Every member of the board for the Museum of Political Corruption received this "kickback" button in their information folders at a recent meeting.

Las Vegas has The Mob Museum. Washington, D.C., has the International Spy Museum. And if a concerned citizen has his way, there will be a Museum of Political Corruption in Albany, N.Y.

New York is considered the nation's most corrupt state, according to a national poll by Monmouth University this year. This month alone, two politicians who were among the state's most powerful, are facing corruption charges in court.

In Albany, Bruce Roter has secured approval to build the Museum of Political Corruption, dedicated to the state's scandalous past.

"Welcome to the state capitol, a marvelous piece of Romanesque architecture," Roter says. "And what some would claim is also the epicenter of all that's wrong with New York state government."

The state has a rich tradition of political corruption. Remember Boss Tweed and Tammany Hall? But you don't have to go too far back in history to create a museum exhibition.

In the last decade alone, more than 30 state officeholders have either been accused or convicted of wrongdoing.
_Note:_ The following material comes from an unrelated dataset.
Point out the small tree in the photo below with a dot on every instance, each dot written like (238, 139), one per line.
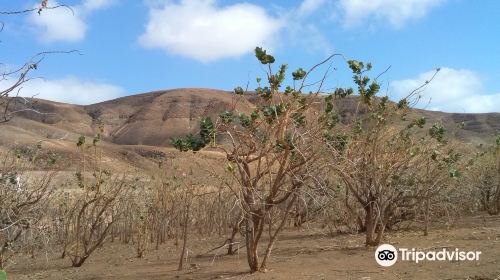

And right now, the former Assembly speaker and the former Senate majority leader are facing separate corruption charges in court.

"I tell people, quite frankly, I want to institutionalize corruption," Roter says.

But, Roter's not a curator or a historian. He's a music professor at the College of Saint Rose in Albany.

Still, two years after he came up with the idea he has a provisional museum charter from the state and a nonprofit status from the IRS. He's driven by corruption.

"I want to put it in this museum. I want it to be laughed at, and I want people to learn about it," he says.

In fact, he's even held the museum's first board meeting in his own dining room.

"I am pleased to call to order this meeting of the board of trustees of the Museum of Political Corruption," he said on a recent afternoon.

Lawyers, professors and other professionals recently gathered for lunch and discussed their progress so far.

"We've opened our museum store online, where you can purchase items such as kickbacks and perhaps someday a Preet Bharara action figure," he says, drawing laughter from the group with his reference to one of the U.S. attorneys in New York who's been called the state's "anti-corruption crusader." "Indictments to be sold separately."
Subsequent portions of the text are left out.